Pada Hari Senin, lebih dari selusin truk polisi dengan empat kendaraan meriam air dikerahkan di dekat Pagoda Sule di Yangon, yang telah menjadi salah satu pusat unjuk rasa di ibukota komersial, melansir Reuters.

Tentara juga dikerahkan  ke pembangkit listrik di negara bagian utara Kachin, tempat banyak terdapat pengunjuk rasa, dengan dugaan untuk memutus aliran listrik. 

Selain tentara, militer Myanmar juga ditenggarai mengerahkan preman untuk menciptakan gangguan keamanan, sekaligus menciptakan bentrok dengan warga masyarakat.

Ini direspon dengan penduduk mengadakan penjagaan atau ronda malam, dengan mengorganisir kelompok-kelompok penjaga keamanan, untuk mencegah para preman. Misalnya seperti yang dilakukan penduduk Yangon.

Indikasi ini terlihat sejak Jumat malam pekan lalu, dimana sejumlah orang asing terlihat berperilaku mencurigakan di beberapa wilayah di Yangon, Mandalay dan kota-kota lain di tengah pemberlakuan jam malam

Setelah ditangkap oleh warga sekitar, beberapa ditemukan dengan uang tunai dalam jumlah besar atau berada di bawah pengaruh obat-obatan.

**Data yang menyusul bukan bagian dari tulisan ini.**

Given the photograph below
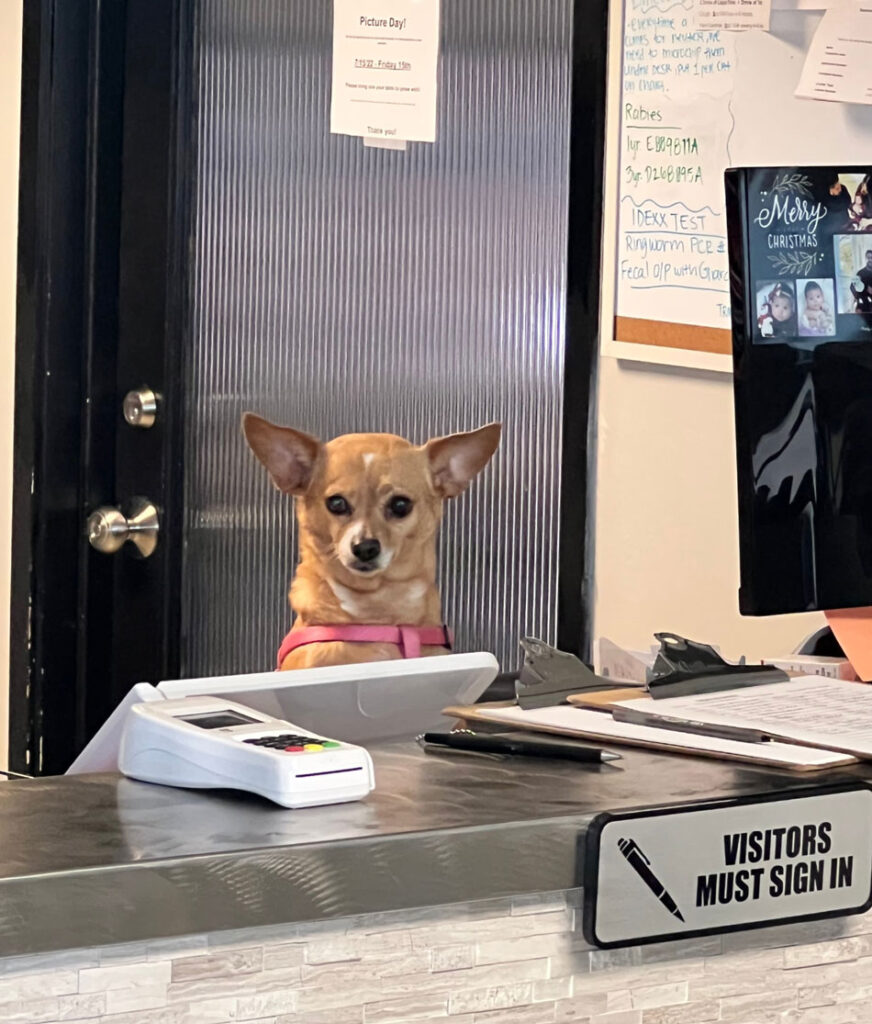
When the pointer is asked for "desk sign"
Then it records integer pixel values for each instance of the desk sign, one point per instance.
(724, 865)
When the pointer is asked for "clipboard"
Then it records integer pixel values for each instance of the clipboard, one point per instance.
(598, 725)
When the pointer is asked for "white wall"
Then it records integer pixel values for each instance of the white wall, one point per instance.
(666, 536)
(10, 88)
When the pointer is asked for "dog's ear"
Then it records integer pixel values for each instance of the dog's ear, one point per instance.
(458, 459)
(290, 456)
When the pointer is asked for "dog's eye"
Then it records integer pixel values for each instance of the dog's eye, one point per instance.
(399, 507)
(337, 505)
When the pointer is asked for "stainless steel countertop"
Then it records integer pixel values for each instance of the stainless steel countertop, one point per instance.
(97, 859)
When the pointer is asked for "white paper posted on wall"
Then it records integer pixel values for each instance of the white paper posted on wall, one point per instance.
(384, 69)
(840, 55)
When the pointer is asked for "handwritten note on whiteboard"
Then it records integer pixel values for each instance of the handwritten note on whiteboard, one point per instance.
(676, 124)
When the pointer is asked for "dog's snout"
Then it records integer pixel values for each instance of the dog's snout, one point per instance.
(366, 550)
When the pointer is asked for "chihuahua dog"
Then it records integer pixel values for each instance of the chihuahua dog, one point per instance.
(368, 507)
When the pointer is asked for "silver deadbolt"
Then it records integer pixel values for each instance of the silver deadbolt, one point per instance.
(140, 408)
(108, 527)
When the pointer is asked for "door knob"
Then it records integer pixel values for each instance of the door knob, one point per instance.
(140, 408)
(108, 527)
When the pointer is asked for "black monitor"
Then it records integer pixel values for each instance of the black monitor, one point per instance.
(800, 266)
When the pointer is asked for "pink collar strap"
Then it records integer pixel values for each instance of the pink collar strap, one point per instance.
(409, 639)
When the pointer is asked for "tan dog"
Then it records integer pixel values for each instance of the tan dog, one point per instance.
(368, 507)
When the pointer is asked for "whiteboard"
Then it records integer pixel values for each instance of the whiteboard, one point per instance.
(679, 310)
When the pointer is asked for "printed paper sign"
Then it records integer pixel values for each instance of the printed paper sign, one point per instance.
(837, 65)
(384, 69)
(733, 15)
(720, 867)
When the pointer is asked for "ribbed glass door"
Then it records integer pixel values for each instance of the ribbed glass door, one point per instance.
(340, 288)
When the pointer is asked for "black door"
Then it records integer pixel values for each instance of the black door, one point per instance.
(162, 143)
(101, 267)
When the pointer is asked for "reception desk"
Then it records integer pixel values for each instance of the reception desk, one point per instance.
(452, 892)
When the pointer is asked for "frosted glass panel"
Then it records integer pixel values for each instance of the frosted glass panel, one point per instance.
(339, 288)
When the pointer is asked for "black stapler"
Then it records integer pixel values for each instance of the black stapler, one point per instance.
(549, 676)
(686, 667)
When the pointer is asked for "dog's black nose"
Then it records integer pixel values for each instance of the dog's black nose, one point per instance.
(366, 551)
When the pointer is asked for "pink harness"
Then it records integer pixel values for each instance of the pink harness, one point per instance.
(409, 639)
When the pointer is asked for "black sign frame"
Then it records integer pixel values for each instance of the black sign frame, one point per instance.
(590, 863)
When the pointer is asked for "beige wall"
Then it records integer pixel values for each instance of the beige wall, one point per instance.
(10, 85)
(666, 541)
(666, 537)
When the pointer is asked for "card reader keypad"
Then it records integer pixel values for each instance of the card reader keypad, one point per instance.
(294, 743)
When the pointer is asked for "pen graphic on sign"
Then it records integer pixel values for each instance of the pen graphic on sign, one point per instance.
(642, 865)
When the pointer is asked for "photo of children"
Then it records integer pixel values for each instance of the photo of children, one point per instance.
(854, 273)
(776, 310)
(817, 316)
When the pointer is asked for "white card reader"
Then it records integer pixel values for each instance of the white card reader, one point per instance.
(212, 742)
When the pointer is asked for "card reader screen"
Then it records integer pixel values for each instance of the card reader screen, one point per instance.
(218, 720)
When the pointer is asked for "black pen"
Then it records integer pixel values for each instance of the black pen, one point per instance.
(491, 743)
(641, 864)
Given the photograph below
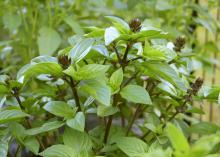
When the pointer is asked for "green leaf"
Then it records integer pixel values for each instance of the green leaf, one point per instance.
(176, 137)
(101, 49)
(204, 128)
(103, 111)
(87, 72)
(81, 49)
(58, 151)
(132, 146)
(136, 94)
(35, 69)
(149, 33)
(3, 148)
(79, 141)
(116, 80)
(46, 127)
(60, 108)
(163, 5)
(11, 21)
(18, 131)
(11, 115)
(97, 89)
(111, 34)
(204, 145)
(120, 24)
(74, 25)
(167, 87)
(32, 144)
(159, 70)
(78, 122)
(48, 40)
(159, 52)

Kebanyakan dari mereka tidak dapat memberikan alasan yang tepat untuk perilaku larut malam mereka.

Kemunculan mereka yang tiba-tiba juga bertepatan dengan pengampunan rezim militer terhadap lebih dari 23.000 narapidana, yang kebanyakan penjahat dan beredarnya rumor tentang pembakaran dan upaya meracun pasokan air minum.

Hal-hal ini mengingatkan warga akan taktik yang sama seperti dipakai militer Myanmar 33 tahun silam, yakni pada pemberontakan demokrasi pada tahun 1988 silam, dimana para provokator dikirim untuk membuat kerusuhan. Sehingga, ketika terjadi ketidak stabilan, militer bisa bertindak lebih jauh.

"Satu hal yang pasti adalah, mereka (militer) memprovokasi ketidakstabilan. Hanya jika itu terjadi, mereka bisa membenarkan tindakannya. Orang-orang mengalami skenario semacam ini pada tahun 1988," kata warga bernama U Than Soe melansir The Irrawaddy.

Diketahui, warga mulai berjaga selepas jam malam di pos-pos keamanan lingkungan yang dibuat. Warga juga mempersenjatai diri dengan tongkat pemukul yang cukup besar.